Forensic doctors were on Tuesday working to determine the gender and age of the body discovered in an advanced stage of decomposition in the area of Sotira in the Famagusta district on Monday at 2pm.

The post mortem carried out at the Nicosia general hospital was inconclusive as it shed no light on the person’s gender, age or the time and circumstances of death.

According to Famagusta police spokesperson Steve Theodoulou, forensic doctors found no injuries on the corpse, while X-rays were taken to be studied by anthropologists to find additional information.

The time of death cannot be estimated due to the advanced decomposition of the body, and samples were taken to be sent for more genetic testing,” he said.

According to police spokesman Christos Andreou, a fisherman told police that he had found the corpse in a rocky area near the Ayia Thekla area in Sotira.
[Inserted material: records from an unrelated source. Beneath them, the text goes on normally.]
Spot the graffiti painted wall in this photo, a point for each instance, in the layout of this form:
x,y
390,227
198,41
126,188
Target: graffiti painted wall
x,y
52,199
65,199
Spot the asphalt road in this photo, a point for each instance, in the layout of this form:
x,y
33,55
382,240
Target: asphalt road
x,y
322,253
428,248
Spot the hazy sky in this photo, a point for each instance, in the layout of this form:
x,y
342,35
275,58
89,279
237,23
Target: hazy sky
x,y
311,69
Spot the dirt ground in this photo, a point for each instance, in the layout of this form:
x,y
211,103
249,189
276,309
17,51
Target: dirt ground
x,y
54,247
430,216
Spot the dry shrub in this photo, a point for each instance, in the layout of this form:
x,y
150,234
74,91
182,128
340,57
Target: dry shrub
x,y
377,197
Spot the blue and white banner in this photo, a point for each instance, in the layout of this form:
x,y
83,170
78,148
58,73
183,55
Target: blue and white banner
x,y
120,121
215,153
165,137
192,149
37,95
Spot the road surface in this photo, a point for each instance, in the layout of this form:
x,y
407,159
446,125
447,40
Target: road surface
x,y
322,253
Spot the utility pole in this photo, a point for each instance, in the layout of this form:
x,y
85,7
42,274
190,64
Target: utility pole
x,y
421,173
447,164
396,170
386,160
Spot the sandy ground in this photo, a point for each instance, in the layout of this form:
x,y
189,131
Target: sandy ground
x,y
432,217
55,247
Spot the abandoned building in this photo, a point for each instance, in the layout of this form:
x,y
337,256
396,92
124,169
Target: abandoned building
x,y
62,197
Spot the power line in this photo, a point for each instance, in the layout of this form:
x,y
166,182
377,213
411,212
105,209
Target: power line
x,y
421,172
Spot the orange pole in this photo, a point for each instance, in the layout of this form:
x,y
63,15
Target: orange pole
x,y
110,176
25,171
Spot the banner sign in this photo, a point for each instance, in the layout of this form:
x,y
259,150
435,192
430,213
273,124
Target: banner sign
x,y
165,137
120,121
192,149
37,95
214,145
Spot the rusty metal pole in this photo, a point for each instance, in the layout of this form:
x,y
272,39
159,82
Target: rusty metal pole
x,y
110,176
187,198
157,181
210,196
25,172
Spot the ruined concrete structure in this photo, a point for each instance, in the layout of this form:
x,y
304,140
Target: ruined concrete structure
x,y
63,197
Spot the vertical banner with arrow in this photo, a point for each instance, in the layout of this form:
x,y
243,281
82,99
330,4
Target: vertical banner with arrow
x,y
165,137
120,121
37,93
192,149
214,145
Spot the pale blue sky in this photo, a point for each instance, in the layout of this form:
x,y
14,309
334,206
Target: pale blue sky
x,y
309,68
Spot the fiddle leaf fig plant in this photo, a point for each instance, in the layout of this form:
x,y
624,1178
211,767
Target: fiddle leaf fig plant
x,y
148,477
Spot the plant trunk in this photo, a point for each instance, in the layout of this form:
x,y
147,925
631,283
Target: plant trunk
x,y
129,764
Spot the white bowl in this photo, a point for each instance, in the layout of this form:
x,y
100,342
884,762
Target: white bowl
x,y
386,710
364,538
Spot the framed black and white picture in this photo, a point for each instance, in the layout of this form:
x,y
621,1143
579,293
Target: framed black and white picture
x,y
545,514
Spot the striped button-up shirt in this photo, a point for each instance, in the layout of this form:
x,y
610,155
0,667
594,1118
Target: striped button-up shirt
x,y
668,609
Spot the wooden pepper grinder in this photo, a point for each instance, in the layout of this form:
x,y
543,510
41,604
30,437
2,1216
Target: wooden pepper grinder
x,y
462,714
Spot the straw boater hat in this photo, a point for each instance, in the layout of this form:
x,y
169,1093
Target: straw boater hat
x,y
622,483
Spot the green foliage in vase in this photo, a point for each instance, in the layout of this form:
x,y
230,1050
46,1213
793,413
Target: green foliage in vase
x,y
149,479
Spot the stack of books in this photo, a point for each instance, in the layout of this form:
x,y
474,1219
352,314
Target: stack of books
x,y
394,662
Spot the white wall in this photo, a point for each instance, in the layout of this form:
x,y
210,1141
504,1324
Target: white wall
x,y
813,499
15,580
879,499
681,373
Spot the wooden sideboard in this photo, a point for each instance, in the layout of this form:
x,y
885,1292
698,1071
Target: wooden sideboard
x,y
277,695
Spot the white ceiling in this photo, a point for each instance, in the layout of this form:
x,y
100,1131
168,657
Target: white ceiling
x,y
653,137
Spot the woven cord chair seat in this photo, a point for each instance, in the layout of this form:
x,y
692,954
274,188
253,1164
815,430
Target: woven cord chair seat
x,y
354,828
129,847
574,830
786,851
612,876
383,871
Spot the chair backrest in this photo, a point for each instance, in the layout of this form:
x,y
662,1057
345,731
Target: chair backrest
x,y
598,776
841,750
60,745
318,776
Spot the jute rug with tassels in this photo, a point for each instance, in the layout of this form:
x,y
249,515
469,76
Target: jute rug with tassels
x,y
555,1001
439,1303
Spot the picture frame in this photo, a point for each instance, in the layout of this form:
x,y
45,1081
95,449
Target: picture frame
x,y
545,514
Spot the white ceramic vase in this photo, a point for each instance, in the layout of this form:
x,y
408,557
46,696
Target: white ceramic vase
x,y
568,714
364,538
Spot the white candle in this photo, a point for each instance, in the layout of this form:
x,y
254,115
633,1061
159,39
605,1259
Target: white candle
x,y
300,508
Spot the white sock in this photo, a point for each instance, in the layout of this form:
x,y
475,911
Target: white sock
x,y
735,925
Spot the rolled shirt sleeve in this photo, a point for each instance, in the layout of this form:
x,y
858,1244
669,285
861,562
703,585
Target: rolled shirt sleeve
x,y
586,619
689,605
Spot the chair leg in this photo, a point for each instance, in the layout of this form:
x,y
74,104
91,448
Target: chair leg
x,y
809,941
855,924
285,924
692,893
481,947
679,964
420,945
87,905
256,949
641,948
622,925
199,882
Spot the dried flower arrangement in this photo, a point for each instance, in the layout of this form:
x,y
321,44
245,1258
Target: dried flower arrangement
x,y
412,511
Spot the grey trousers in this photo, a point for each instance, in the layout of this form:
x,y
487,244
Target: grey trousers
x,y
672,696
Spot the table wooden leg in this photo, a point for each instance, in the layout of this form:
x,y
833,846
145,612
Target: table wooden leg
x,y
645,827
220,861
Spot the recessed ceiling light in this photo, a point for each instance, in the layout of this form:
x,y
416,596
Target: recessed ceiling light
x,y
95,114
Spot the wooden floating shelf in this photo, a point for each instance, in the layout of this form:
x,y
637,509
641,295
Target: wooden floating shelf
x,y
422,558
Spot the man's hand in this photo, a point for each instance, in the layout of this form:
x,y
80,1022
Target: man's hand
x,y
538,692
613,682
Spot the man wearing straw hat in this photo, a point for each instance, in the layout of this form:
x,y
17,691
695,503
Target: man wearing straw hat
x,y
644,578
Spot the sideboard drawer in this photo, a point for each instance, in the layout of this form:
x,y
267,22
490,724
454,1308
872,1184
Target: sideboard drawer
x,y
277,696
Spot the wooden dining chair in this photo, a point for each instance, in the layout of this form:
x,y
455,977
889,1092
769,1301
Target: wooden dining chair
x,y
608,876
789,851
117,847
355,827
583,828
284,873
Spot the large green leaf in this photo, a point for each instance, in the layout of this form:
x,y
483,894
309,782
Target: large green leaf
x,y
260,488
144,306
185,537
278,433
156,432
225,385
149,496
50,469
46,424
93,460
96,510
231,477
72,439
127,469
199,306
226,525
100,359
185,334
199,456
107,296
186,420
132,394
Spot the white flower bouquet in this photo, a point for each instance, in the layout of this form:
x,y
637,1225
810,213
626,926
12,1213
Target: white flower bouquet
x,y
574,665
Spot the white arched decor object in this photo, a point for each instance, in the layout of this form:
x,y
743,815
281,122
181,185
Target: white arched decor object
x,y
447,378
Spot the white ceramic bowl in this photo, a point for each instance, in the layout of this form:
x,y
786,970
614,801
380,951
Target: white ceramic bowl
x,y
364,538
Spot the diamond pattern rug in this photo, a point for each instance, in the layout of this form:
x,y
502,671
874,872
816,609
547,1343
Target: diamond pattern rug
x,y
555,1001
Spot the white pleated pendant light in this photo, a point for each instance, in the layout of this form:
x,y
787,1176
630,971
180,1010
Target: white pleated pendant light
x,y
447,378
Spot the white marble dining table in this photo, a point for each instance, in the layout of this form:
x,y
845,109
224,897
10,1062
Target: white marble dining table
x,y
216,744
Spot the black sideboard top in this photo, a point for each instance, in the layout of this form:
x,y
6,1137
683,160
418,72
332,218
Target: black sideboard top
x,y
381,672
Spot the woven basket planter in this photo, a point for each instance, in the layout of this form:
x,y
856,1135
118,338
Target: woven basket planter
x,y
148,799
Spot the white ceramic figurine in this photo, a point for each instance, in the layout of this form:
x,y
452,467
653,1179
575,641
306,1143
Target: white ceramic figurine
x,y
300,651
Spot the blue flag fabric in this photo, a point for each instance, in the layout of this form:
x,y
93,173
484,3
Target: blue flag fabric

The scene was immediately cordoned off by police officers, who, due to the body’s advanced decomposition, were unable to ascertain whether the corpse belonged to a man or a woman.

It is not yet clear whether the corpse was washed up from the sea, but evidence suggests that it was,” Andreou told the Cyprus News Agency (CNA).

“The coast guard was also informed, and patrols were dispatched at sea in the area to find information that could assist investigators.”

Asked whether the corpse might belong to a migrant, Andreou said that “nothing can be ruled out.

“All possibilities are open. From early investigations, we can only say that it is probable that the corpse was washed up from the sea, but this will also be determined by the post-mortem.

“Certainly, the body’s advanced state of decomposition complicates the forensic doctors’ work.”